Following up on user andselisk's answer
...
The problem is weird for several different reasons.
First the solution depends on assuming that the velocity of the gas molecules follow the Maxwell-Boltzmann distribution which is weird for only 5 molecules. The problem also doesn't state that the 5 molecules are a sample from a much larger number of molecules.
Second the answer depends on how you calculate to get a result.

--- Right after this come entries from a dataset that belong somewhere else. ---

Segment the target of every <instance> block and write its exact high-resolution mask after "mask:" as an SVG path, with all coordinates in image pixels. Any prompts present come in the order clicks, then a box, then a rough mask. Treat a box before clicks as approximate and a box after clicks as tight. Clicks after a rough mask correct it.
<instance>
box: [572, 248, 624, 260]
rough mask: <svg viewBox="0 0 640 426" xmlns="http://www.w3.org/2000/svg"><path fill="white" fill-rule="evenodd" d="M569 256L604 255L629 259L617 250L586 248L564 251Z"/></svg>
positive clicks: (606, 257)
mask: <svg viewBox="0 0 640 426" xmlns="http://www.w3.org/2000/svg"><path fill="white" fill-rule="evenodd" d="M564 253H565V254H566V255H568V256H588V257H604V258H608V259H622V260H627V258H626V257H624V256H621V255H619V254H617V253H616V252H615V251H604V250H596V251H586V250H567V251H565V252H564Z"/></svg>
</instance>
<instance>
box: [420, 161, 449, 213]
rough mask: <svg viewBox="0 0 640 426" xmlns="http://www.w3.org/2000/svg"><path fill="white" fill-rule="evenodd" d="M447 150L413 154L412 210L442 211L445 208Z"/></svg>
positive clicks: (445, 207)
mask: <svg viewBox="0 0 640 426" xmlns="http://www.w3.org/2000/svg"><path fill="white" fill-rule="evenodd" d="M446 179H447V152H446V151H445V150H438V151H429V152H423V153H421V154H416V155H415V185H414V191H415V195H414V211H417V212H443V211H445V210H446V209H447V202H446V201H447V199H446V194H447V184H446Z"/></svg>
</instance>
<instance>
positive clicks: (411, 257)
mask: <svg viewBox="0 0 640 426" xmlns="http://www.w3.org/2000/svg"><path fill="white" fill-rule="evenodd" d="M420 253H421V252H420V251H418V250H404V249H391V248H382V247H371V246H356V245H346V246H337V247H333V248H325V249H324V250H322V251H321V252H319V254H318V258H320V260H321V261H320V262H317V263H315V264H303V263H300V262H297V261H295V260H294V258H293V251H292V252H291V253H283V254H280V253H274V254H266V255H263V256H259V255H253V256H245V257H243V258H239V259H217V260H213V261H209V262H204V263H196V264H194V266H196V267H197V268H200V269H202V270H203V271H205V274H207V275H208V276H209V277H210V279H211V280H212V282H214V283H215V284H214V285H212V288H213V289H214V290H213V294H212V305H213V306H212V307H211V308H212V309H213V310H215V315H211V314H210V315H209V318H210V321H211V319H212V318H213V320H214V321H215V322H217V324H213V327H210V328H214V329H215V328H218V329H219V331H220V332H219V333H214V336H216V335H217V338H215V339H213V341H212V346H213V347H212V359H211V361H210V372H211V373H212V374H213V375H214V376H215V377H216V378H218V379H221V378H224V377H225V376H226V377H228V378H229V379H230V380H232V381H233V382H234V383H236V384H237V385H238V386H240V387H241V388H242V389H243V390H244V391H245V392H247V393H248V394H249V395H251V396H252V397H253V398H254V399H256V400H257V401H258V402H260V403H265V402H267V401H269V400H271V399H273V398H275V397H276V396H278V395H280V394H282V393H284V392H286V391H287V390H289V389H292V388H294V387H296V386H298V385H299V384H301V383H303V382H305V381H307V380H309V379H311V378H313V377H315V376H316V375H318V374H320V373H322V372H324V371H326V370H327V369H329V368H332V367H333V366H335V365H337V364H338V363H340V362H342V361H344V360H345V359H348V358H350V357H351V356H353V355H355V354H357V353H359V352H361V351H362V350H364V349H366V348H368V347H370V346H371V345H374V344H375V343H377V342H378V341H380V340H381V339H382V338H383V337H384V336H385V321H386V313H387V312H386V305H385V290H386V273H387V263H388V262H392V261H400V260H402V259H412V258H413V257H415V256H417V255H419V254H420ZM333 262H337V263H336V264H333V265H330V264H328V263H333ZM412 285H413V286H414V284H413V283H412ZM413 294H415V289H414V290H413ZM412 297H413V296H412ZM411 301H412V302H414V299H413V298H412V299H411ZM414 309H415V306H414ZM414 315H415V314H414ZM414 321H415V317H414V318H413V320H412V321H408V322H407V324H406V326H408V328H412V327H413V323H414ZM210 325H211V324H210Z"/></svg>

For the Maxwell-Boltzmann distribution there are relationships between the most probable speed $v_p$, the average speed $\langle v \rangle$, and the root-mean-square speed $v_{rms}$. Following the Wikipedia article:
$\langle v \rangle = \frac{2}{\sqrt{\pi}}v_p$
and
$v_{rms} = \sqrt{\frac{3}{2}}v_p$
Rearranging these two equations we get two different ways to calculate the most probable speed.
$ v_p = \frac{\sqrt{\pi}}{2}\langle v \rangle$
and
$v_p = \sqrt{\frac{2}{3}}v_{rms}$
Thus using the mean (average) speed we get:
$\langle v \rangle = \frac{2 + 1.5 + 1.6 + 1.6 + 1.2}{5} = 1.58$
$ v_p = \frac{\sqrt{\pi}}{2}\langle v \rangle = 1.40$
However using the rms speed we get:
$v_{rms} = \sqrt{\frac{2^2 + 1.5^2 + 2\cdot 1.6^2 + 1.2^2}{5}} = 1.60$
$v_p = \sqrt{\frac{2}{3}}v_{rms} = 1.31$
The difference is due to small sample statistics and not really a statistically significant result. However the difference is absolute proof that the sample doesn't follow the Maxwell-Boltzmann distribution.